# WOW--Hoyt Alphamax 32-AWESOME



## Larry Rooks (Nov 1, 2008)

I got it yesterday and 30 minutes later is was zeroed out to 50 yards.  This is the smoothest Hoyt I have ever shot,
super quiet and quick.  Thew new cam is adjustable and real easy to get along with, change modules without a bow press too.  This thing is SWEAT  Headed to Ohio with
mine in two weeks


----------



## Taylor Co. (Nov 3, 2008)

Larry Rooks said:


> I got it yesterday and 30 minutes later is was zeroed out to 50 yards.  This is the smoothest Hoyt I have ever shot,
> super quiet and quick.  Thew new cam is adjustable and real easy to get along with, change modules without a bow press too.  This thing is SWEAT  Headed to Ohio with
> mine in two weeks



I hear ya' man! Sounds like you found your new hunting partner


----------



## G Duck (Nov 3, 2008)

Stop this temptation,,,,


----------



## Hunt Em Up (Nov 3, 2008)

Just got back from 12 pt Archery in Covington.. WOW!!!! That 32 is flat out the bow to have.. Working on getting me one now..


----------



## The Arrow Guru (Nov 3, 2008)

*shot'em @ 12 point tonight as well*

I shot the Bowtech Admiral/Captian when they came in and then dropped by ther tonight. I tell you all four bows are incredible. I will have to say that the AM 35 is unreal. I thought that the draw was smoother(is that a word) than the bowtechs. As solid of a wall as Hoyt has ever had, as good as the Bowtechs. And I'm gonna tell you, the IBO speeds listed are real conservative!
This is going to be a real hard choice for a lot of guys looking for their new bow this year, but I do like the new Hoyt the best.


----------



## preacherman (Nov 5, 2008)

I want to see PICTURES!!!!!

And agree with GDuck, this temptation has a hold on me as well!


----------



## Arrow3 (Nov 5, 2008)

Oh lord....My bank account can't handle threads like this...


----------



## SouthGAHunter (Nov 6, 2008)

I too shot it. Went with BIGRNYRS, and can't say a bad thing about the bow. I've always been a bowtech guy but I will admit, that is one of the smoothest cam and 1/2 bows I have ever shot.  It is completely dead in the hands, and QUIET.  Hard to not buy one this year for sure.


----------



## Larry Rooks (Nov 6, 2008)

TEMPTATION!!!!!!!!!! Naw man, just passing on some well needed info.  If you need a wifes approval to buy one, my wife will approve it for ya  The bow is sweet and
a must try before buying anything new, well worth it too.


----------



## G Duck (Nov 6, 2008)

I might have to have a place to stay if I come home with another bow. Sold my Outback this summer to buy a new DXT, and bought a Bowtech 82nd from a member here. 
I would love to see one and shoot it. Im a Lefty, so that might not be too easy.


----------



## preacherman (Nov 7, 2008)

G Duck said:


> I might have to have a place to stay if I come home with another bow. Sold my Outback this summer to buy a new DXT, and bought a Bowtech 82nd from a member here.
> I would love to see one and shoot it. Im a Lefty, so that might not be too easy.

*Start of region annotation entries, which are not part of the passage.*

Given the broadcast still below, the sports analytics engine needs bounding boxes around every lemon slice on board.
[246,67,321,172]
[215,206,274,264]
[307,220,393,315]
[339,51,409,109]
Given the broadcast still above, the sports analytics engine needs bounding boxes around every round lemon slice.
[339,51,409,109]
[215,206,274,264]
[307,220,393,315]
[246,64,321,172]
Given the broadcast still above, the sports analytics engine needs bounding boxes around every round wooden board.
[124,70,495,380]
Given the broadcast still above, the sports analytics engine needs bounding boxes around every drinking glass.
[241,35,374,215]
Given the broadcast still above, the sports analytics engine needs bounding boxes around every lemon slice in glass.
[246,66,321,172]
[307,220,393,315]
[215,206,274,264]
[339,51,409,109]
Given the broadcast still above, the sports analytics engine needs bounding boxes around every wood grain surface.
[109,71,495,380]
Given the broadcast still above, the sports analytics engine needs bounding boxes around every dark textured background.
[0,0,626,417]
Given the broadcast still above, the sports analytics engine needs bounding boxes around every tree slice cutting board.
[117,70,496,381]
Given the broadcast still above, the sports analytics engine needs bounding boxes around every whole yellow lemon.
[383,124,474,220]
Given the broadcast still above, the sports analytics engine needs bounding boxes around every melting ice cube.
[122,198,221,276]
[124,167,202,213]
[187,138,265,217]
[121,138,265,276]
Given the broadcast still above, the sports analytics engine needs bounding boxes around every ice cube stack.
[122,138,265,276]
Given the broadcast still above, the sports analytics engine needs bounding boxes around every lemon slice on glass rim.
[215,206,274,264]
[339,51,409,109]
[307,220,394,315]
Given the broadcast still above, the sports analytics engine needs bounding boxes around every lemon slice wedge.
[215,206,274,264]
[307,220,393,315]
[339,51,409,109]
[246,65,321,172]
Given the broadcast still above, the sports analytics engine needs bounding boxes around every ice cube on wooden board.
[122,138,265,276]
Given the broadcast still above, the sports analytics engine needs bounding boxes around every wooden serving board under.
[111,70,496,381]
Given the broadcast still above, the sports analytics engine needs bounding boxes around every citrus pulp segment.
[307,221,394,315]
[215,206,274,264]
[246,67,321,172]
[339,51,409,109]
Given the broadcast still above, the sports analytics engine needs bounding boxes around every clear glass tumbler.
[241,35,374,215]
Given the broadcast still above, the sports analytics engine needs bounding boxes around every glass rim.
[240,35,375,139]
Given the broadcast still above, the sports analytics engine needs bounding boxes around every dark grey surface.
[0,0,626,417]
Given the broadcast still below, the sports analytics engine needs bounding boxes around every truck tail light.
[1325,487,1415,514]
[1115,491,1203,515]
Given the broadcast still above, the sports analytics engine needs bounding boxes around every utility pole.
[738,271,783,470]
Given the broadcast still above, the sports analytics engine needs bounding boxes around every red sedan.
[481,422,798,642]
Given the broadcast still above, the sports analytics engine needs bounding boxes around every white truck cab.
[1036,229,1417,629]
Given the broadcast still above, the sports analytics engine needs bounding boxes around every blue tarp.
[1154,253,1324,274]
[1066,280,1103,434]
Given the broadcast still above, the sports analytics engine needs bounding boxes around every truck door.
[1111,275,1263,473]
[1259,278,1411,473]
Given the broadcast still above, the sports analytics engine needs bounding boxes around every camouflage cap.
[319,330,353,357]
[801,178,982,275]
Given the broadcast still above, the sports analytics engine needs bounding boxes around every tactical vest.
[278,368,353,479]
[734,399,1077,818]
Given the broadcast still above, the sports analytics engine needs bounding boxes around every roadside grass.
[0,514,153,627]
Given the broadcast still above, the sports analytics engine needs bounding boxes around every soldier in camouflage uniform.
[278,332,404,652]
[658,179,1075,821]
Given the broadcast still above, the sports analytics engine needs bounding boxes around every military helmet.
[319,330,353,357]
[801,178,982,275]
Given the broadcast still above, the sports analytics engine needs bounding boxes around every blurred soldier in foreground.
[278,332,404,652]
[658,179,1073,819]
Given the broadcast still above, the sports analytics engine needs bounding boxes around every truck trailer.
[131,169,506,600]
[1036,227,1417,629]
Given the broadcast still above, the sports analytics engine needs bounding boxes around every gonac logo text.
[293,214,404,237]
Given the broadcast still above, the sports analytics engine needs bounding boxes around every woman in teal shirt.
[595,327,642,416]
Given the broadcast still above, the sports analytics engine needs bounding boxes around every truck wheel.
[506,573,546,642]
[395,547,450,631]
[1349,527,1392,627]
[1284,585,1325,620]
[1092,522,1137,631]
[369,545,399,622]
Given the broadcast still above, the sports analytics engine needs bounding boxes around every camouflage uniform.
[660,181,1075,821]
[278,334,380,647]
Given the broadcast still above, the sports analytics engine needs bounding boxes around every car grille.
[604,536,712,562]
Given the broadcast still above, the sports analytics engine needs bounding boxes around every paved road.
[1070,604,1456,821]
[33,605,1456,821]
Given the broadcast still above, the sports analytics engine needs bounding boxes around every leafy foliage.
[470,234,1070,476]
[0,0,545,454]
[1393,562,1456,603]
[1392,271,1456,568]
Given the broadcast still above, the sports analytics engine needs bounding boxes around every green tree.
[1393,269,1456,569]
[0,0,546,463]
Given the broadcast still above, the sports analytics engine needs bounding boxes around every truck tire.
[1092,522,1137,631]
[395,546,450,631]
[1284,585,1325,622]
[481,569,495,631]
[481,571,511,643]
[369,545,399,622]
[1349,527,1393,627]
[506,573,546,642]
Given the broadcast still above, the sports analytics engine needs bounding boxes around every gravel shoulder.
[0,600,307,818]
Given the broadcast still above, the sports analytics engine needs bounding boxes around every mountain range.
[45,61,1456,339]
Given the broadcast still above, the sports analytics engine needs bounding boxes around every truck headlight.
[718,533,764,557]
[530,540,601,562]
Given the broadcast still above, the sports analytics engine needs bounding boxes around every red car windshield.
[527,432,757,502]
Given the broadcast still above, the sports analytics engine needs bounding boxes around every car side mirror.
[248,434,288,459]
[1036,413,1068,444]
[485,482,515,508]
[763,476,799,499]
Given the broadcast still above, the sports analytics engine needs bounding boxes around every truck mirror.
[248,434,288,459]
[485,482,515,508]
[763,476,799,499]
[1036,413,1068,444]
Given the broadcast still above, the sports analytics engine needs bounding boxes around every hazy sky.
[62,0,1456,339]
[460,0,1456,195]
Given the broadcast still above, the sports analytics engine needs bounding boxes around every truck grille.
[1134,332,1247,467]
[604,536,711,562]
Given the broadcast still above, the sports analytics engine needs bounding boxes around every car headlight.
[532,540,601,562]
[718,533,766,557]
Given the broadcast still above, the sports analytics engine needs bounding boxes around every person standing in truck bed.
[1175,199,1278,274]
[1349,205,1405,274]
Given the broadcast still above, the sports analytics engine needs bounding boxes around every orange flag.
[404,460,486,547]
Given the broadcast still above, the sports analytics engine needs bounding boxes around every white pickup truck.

Come on David!  You can stay with me.  Just bring your checkbook and you can buy me the Alphamax for rent payment for staying at my house!


----------



## varmithunter06 (Nov 8, 2008)

i got mine bout 3 weeks ago and already stuck a doe with it its a great bow  it draws VERY smooth and is very quiet and im getting 260fps out of it shooting 468 grain full metal jackets at 65lbs at 29in.


----------



## burkecountydeer (Nov 9, 2008)

That is a sweet bow for sure.


----------



## preacherman (Nov 9, 2008)

Great looking bow!  I am liking what I see from Hoyt this year.  I know it is indeed a shooter!


----------



## FrankS (Dec 7, 2008)

I am still torn between the 32 & 35. As a taller man (6'4")...should I be leaning with one size versus the other?

Thanks for your feedback


----------